1.4.2. Knowing the Total Number of Topics#
Another issue with LDA Topic Modeling is that one must know a specified amount of topics to identify across the entire corpus. Assigning this number can be quite challenging and will require a series of trial-and-error passes. As we will see in the next section, a lot of these issues, from cleaning a corpus to guessing the quantity of topics in the corpus, are eliminated with the use of transformers and more recent machine learning methods and algorithms.

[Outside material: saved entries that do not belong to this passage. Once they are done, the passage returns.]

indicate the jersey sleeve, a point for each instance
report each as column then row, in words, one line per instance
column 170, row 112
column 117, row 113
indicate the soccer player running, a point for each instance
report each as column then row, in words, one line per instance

1.4.3. Applying a Topic Model#
Once an LDA topic model is trained, it can then be used to interrogate the corpus collectively. One can explore the topics identified and by reading the documents that the model placed in the same category. Depending on the corpus, certain topics can sometimes be difficult to understand. At this stage, the topics do not have actual names, rather they are purely numerical.
If we want to assign labels to each topic, we have two different options available to us. First, a content expert can look at the results and intuitively assign a label that makes the most sense given the corpus. Another approach is through automation. A researcher can find the most common and unique words that appear in a topic and automatically assign them to the label name.
1.4.4. Summary of Key Issues with LDA Topic Modeling#
In summary, the concept of topic modeling is a worthwhile endeavor for many text-based classification problems. It is particularly useful when trying to understand large corpora that cannot possibly be read in a reasonable amount of time. It is also suited to understanding how documents cluster together in those corpora to understand large, latent (hidden) themes. LDA Topic Modeling, however, presents many limitations in this process, notably it requires a good deal of preprocessing, knowledge about the quantity of topics one wants to find in the corpus, and the inability to retain semantic and syntactic meaning.